「Vblock」の設計理念は「シンプルで長く使えること」、VCE連合がアピール


 EMCジャパン株式会社は15日、VCE(Virtual Computing Environment)連合に関する最新情報を説明した。

 VCEは、VMware、Cisco Systems、EMCの3社で設立した連合。仮想化に最適なコンピューティング環境の実現を目的とし、2009年には「仮想化/サーバー/ネットワーク/ストレージを統合し、完全にテスト済みで即座に利用可能なパッケージ」として「Vblock」を発表。海外・国内含め、積極的に展開している。


「Vblock」のコンセプトは「In」「With」「On」

米VCE サンタクララ・イノベーション・センター アプリケーションCenter of Excellence シニア・ディレクターのホン・クウェック氏

 Vblockの特徴は、非常にシンプルで長年使い続けられる設計思想にあると、米VCE サンタクララ・イノベーション・センター アプリケーションCenter of Excellence シニア・ディレクターのホン・クウェック氏は語る。

 Vblockのコンセプトは「In a Vblock」「With a Vblock」「On a Vblock」で表現される。内部にはサーバー・スイッチ・ストレージ・仮想化ソフトがシンプルに組み込まれているという意味の「In a Vblock」。そのほかに必要な機能は、3社や他社の技術も含め、仮想アプライアンスなどの形態で実装されるという「With a Vblock」。

 「In a Vblockの基本コンポーネントは世代間の互換性を重視し、With a Vblockで機能強化を図る。こうした構成により、全体としては、非常にシンプルな形を維持できる」(クウェック氏)。

 その上でさまざまなアプリケーションを稼動させる「On a Vblock」。「実際の用途を決めるアプリケーションが何よりも重要」(同氏)とのことで、紹介されたロードマップでも「Exchange 2010」「SharePoint 2010」「SAP」「Oracle Databsae」「IBM DB2」「Sybase」「Greenplum」「アプリケーション開発フレームワーク」など、多数のソリューションに関する方向性が示されている。

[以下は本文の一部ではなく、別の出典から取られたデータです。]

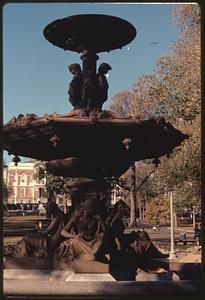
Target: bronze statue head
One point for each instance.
(74, 68)
(104, 68)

 「これらアプリケーションにおけるベストプラクティスを提示するのが目的だ。単に動作検証をするだけでなく、Vblockでこれらを稼動させる場合に、どのような設定が最も性能を引き出せるのか、スケールアウトやスケールアップにどう対応すべきか――そうした情報をホワイトペーパー化していく」(同氏)という。


導入事例も続々と

 発表から1年弱だが、海外では導入事例も増えてきた。とある金融業では、システムの統合・最適化のため、「Vblock 2」を4台導入し、インフラの仮想化を進めた。その効果が高かったため、追加で「Vblock 1」を3台導入し、デスクトップ仮想化も進めているという。

 また、ジーンズで有名な衣料品小売業では、巨大なSAP環境において、パフォーマンスや運用コストの削減のため、Vblockを導入。グローバルに22のデータセンターを持つ電気系製造業では、データセンターを3つほどに集約し、Oracleアプリケーションの最適化を図るため、Vblockを導入した。

 「9月14日には、アジアの電話会社として初めて、シンガポールテレコムとの契約を獲得。国内でも大規模な受注を獲得した」(同氏)という。

海外での導入事例

 国内では3社共通のパートナーが窓口となり、構築の支援などを行っていく。シスコ 専務執行役員 データセンタ/バーチャライゼーション事業統括の石本龍太郎氏は「3社で共同提案を進め、大きな反響を受けている。Vblockに似た製品はほかにもあるが、大きな違いは、ストレージ・サーバー・ネットワークのプロビジョニングが一元化された単一のコントロールポイントを持っていること。今後も3社連合で推進していくので、期待してほしい」とした。